Yamaha’s new-meets-old approach paid dividends, and the 650 twin rapidly gained favor with U.S. buyers. Although it wasn’t really any more powerful than a contemporary Triumph Bonneville 650 (Yamaha advertised 53 horsepower versus Triumph’s claimed 52) buyers considered it a more modern, easier-riding machine. Brakes were simple drums front and rear, and it was a reliable first-kick runner (electric start and a front disc brake came with the XS-2 in 1972), which was appreciated by regular Joes and Janes who still liked a no-frills approach to motorcycling in an era of increasing complexity. While it generally required little mechanical attention, it was a bike owners could — and still can — easily work on.

It wasn’t always smooth sailing, however. Early bikes suffered a multitude of electrical problems, including blown headlamps, failing batteries and faulty charging systems. Perhaps Yamaha copied the competition too well, as most of those problems were a direct result of to the new Yamaha’s one glaring fault: vibration.

A certain amount of vibration is to be expected from any big twin, but Yamaha received more than a little bad press on the issue. “The footpegs and handgrips fairly tingle,” Cycle wrote in a period review, adding: “Vibration shakes the tachometer, blurring the increment marks between the numbers.” It was an issue raised in just about every review of the bike, with testers finding it tiring to ride for any length of time on the super slab.

6/7/2012 8:10:22 PM

No kidding.

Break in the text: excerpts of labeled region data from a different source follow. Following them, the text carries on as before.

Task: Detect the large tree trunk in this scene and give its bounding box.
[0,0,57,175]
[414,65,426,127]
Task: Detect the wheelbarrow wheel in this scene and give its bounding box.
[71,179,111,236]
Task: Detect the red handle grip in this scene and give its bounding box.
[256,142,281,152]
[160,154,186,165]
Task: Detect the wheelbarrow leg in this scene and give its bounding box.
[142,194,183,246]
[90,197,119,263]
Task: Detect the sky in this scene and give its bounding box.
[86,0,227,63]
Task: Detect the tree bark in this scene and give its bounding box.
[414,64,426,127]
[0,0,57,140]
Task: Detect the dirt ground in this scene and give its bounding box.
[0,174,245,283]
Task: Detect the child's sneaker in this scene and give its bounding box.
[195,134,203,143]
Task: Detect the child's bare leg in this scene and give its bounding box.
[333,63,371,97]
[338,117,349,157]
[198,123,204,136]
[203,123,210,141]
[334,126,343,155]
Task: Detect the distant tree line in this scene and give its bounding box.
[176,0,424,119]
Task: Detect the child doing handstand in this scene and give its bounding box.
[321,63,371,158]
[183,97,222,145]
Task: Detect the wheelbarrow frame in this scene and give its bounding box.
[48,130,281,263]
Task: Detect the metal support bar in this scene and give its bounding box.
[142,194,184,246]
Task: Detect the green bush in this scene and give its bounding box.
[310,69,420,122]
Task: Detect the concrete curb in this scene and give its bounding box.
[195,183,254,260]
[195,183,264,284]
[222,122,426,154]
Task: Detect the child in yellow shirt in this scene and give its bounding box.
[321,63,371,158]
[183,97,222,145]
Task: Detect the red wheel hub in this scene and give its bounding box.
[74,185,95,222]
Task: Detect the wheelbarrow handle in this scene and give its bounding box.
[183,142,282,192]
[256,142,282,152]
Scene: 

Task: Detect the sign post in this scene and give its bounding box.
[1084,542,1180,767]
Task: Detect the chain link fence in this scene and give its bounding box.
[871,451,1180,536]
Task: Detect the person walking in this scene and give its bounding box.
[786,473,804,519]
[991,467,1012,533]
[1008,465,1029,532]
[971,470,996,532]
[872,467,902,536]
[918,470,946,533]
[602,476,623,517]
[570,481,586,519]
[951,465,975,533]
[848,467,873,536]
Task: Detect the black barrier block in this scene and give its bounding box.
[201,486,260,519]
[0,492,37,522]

I owned a '73 in '78, and loved its looks almost as much as I hated its shaking. Still, I have owned two more, the last one just in 2011. Yes, they still look "right." Yes, they still start and don't leak. And yes, they still shake -- and now it somehow feels like they shake worse. Guess my butt's just getting old.

4/12/2012 4:02:46 PM

I remember quite fondly the XS650 I owned for a couple of years. I sold my '73 CB450 and bought it a few months after getting married (though I yearned for a Bonneville or Sportster). It was a leftover new '77 in the summer of '78 and I picked it up for around $1,500. A couple of the friends I rode with had KZ 650's and could wax my behind on the straights. It was when the roads got crooked that the torquey twin, and of course my superior riding skills, made them look silly. Besides, my bike at least looked and sounded like a "real" motorcycle. I tolerated all of the "paint shaker" jokes and enjoyed the XS for the short time I had it. The only mods I made were Conti Twin tires, a new battery (by necessity), and a stepped seat. Even though Yamaha made millions of these, they're becoming harder to find in stock form. I occasionally see one converted to a street tracker or old school chopper.